The motion – which went from 266 to 0 – was supported by all opposition parties and by a handful of lawmakers in the ruling Liberal Party.

Prime Minister Justice Trudeau and most of his cabinet abstained.

The motion makes Canada the second country after the United States to recognize China’s actions as genocide.

Lawmakers also voted to pass an amendment calling on Canada to ask the International Olympic Committee to move the 2022 Winter Olympics from Beijing “if the Chinese government continues this genocide.”

China responded on Tuesday evening, saying it condemned and rejected Canada’s motion, according to a Reuters report. He quoted Foreign Ministry spokesman Wang Wenbin as allegedly saying that China had filed “harsh representations” to Canada.

Trudeau has so far hesitated to characterize China’s actions against Xinjiang’s Uyghur minority as genocide, calling the term “extremely charged” and saying that further consideration was needed before a decision could be made. .

Only one member of his cabinet, Foreign Minister Marc Garneau, appeared in Parliament for the vote. Speaking in the House of Commons, Garneau said he abstained “on behalf of the Government of Canada”.

Speaking ahead of the vote, Opposition Leader Erin O’Toole said the move was necessary to send a “clear and unequivocal signal that we will stand up for human rights and the dignity of human rights. man, even if it means sacrificing an economic opportunity ”.

In an open letter to Mr. Trudeau earlier this month, asking him to “stand up to China,” Mr. O’Toole noted the recent ban of BBC World News from China – a move that followed to a BBC report alleging systematic rape, sexual abuse and torture. in China’s “re-education” camps in Xinjiang.

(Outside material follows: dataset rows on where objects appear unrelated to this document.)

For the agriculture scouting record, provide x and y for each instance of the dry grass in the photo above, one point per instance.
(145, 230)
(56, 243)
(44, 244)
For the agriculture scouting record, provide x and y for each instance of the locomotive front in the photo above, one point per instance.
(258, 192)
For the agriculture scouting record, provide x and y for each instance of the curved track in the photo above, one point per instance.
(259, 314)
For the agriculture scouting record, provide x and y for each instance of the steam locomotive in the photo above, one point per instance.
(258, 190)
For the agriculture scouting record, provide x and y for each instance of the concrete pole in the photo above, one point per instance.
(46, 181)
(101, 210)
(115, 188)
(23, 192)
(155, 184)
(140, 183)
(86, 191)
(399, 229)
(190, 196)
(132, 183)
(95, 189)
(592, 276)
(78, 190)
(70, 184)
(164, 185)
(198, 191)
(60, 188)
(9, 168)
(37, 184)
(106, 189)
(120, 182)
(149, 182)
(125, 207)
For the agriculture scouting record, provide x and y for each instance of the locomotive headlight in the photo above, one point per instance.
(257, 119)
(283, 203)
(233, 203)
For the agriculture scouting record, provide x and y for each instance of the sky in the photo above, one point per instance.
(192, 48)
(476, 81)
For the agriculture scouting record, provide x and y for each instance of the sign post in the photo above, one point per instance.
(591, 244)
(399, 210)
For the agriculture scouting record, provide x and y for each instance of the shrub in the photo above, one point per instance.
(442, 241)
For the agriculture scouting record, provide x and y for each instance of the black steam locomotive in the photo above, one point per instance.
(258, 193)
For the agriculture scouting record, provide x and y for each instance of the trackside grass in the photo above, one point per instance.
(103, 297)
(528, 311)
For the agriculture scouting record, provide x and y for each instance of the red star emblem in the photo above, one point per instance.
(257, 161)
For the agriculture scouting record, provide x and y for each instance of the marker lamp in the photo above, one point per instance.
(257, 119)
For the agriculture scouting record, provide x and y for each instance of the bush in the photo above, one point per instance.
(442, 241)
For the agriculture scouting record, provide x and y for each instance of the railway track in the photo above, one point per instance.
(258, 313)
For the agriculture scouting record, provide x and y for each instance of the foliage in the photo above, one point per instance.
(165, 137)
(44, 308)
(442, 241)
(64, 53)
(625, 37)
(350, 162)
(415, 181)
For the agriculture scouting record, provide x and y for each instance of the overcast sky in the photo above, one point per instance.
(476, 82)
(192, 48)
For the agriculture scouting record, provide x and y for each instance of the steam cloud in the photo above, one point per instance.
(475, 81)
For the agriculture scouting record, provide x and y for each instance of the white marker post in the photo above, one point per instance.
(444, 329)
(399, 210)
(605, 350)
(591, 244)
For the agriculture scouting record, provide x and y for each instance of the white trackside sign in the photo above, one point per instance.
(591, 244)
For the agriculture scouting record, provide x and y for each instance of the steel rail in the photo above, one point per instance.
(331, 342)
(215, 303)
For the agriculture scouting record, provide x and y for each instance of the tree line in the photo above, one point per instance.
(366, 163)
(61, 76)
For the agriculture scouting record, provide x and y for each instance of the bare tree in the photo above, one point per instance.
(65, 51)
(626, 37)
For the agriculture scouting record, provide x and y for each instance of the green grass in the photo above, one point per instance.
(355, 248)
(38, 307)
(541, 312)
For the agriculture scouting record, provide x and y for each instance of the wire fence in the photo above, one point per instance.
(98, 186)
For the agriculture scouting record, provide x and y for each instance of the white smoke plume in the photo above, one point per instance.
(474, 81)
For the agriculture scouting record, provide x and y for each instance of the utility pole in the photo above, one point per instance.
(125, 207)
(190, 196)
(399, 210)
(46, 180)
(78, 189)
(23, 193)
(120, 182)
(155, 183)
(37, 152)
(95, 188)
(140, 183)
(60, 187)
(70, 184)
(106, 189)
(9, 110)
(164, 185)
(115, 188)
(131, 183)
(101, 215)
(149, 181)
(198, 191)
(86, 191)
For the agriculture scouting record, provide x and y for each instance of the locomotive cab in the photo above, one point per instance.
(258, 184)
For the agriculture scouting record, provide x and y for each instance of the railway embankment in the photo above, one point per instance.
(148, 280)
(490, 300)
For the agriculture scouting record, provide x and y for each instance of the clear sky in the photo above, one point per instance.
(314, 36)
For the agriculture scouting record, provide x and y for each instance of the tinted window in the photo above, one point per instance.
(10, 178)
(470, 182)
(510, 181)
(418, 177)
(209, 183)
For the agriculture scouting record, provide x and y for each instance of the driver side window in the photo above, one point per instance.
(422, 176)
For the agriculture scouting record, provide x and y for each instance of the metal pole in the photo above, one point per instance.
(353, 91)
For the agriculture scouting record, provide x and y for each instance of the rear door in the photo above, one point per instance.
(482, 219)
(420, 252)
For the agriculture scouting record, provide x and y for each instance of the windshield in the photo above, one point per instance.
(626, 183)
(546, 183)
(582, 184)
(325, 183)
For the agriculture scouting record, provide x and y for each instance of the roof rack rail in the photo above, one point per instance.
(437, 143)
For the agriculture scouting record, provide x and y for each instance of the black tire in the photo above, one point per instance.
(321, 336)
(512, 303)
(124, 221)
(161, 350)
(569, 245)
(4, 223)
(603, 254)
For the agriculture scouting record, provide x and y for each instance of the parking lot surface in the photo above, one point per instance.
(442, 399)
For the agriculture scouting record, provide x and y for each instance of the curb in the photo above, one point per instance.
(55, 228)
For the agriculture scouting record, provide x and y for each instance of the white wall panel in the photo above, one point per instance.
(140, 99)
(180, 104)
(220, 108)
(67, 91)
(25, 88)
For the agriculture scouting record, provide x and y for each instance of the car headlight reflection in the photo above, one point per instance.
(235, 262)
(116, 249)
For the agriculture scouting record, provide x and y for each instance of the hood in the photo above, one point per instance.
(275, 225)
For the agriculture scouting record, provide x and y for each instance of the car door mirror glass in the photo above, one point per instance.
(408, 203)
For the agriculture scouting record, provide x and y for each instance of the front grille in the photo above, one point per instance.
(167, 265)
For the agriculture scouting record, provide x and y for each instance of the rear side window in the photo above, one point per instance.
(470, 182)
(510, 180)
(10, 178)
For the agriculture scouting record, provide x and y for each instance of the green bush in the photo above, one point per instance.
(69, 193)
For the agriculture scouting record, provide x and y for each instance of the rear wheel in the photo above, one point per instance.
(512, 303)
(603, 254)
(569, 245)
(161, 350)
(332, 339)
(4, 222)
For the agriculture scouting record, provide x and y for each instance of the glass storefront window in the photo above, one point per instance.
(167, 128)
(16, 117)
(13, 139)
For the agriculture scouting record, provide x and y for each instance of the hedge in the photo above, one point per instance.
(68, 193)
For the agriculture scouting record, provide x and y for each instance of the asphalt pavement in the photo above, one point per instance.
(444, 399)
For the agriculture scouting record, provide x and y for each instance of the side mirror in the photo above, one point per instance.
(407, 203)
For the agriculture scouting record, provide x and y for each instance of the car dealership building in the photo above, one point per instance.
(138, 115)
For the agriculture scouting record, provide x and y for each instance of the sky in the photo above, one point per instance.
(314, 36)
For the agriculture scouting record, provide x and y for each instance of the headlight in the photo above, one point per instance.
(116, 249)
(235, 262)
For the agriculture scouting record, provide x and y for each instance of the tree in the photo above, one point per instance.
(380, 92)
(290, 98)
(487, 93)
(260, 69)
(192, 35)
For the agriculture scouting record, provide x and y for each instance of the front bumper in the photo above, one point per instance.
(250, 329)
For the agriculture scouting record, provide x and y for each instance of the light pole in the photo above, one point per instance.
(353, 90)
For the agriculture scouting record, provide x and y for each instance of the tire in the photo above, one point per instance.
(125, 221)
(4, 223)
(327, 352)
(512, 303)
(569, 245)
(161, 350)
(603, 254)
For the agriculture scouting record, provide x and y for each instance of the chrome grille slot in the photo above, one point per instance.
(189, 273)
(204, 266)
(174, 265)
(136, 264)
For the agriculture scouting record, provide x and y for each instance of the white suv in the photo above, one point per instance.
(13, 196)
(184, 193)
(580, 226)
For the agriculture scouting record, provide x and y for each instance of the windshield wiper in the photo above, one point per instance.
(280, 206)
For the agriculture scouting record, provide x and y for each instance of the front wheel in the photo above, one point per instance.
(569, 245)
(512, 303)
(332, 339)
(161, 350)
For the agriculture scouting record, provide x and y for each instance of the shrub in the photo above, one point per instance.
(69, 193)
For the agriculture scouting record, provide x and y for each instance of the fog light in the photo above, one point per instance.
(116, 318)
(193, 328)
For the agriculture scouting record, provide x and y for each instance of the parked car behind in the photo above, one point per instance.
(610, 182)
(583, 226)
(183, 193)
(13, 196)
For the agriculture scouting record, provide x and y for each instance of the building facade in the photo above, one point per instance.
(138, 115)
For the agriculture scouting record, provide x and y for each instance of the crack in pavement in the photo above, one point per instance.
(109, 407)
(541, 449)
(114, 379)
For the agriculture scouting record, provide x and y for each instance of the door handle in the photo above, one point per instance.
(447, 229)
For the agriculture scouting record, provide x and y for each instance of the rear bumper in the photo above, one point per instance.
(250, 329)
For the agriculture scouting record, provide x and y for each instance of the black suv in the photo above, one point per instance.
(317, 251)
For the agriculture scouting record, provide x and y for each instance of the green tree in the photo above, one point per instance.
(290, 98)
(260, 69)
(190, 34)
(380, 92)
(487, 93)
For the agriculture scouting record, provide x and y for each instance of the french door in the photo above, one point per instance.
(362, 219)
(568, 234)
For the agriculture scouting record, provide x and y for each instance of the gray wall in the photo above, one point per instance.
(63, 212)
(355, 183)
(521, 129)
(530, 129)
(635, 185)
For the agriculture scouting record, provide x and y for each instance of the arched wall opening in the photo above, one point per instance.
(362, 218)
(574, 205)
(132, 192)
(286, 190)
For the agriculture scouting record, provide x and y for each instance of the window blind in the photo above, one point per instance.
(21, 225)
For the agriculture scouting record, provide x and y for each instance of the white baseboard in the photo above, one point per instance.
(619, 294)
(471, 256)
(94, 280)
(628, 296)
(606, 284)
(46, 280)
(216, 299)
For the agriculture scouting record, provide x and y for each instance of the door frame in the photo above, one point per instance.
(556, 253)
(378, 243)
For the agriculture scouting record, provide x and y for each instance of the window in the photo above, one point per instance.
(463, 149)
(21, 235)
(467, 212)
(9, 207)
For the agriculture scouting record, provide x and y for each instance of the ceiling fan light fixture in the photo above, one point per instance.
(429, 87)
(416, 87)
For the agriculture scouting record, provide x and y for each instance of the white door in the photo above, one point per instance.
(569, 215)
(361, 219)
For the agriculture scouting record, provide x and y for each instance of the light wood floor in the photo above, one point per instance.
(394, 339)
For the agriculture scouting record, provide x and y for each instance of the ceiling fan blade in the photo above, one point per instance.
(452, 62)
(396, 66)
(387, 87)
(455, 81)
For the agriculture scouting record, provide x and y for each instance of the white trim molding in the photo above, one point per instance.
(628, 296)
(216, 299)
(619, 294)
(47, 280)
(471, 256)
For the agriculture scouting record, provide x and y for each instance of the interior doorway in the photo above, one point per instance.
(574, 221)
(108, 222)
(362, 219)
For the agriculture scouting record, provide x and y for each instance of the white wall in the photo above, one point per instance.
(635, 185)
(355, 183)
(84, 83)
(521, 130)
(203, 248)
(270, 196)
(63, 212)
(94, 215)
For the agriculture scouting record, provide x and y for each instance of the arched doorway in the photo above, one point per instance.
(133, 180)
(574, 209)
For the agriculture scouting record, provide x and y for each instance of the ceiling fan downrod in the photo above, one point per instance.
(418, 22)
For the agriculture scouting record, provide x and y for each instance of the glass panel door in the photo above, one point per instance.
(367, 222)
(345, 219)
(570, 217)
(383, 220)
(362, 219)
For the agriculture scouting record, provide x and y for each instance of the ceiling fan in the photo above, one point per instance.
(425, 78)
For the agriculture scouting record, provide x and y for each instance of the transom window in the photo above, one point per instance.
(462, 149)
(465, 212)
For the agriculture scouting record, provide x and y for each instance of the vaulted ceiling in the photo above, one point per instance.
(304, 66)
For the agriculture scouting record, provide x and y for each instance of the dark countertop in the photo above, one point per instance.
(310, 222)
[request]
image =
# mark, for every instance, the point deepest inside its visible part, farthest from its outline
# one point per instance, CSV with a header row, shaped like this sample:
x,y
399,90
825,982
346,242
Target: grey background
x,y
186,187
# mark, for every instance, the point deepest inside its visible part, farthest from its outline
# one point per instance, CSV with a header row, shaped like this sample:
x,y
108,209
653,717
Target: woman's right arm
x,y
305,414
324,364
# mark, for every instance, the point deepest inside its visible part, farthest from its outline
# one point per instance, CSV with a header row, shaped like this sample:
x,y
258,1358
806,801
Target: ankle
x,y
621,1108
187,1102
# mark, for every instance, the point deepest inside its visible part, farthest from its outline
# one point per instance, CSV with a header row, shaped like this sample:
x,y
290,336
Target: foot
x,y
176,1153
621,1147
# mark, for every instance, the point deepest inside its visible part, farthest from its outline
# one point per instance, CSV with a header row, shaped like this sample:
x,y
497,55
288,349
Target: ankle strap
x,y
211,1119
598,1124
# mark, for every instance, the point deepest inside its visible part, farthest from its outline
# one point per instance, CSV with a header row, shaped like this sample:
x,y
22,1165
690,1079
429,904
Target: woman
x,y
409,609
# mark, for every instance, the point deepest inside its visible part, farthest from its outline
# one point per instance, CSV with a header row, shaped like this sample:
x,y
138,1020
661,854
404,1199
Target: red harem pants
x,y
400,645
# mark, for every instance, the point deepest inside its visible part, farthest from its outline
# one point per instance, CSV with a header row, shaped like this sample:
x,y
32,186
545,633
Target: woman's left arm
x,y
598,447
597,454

Monday’s non-binding motion marks the latest escalation in Canada-China relations, which have deteriorated in recent years.

Chinese Ambassador to Canada Cong Peiwu previously told The Canadian Press that the motion “interferes with [China’s] domestic affairs “.

“We strongly oppose it because it goes against the facts,” he said. “There is nothing at all like genocide in Xinjiang.”

Rights groups estimate that China has detained up to a million Uyghurs in recent years in what the state defines as “re-education camps.”

BBC surveys suggest that Uyghurs are used as forced labor.

Canada’s symbolic motion does not outline the next steps, but says the Canadian government must follow the lead of its American neighbors.

Current and former U.S. Secretaries of State Anthony Blinken and Mike Pompeo have said China’s policy against Uyghur Muslims and other ethnic minorities in the western Xinjiang region constitutes genocide.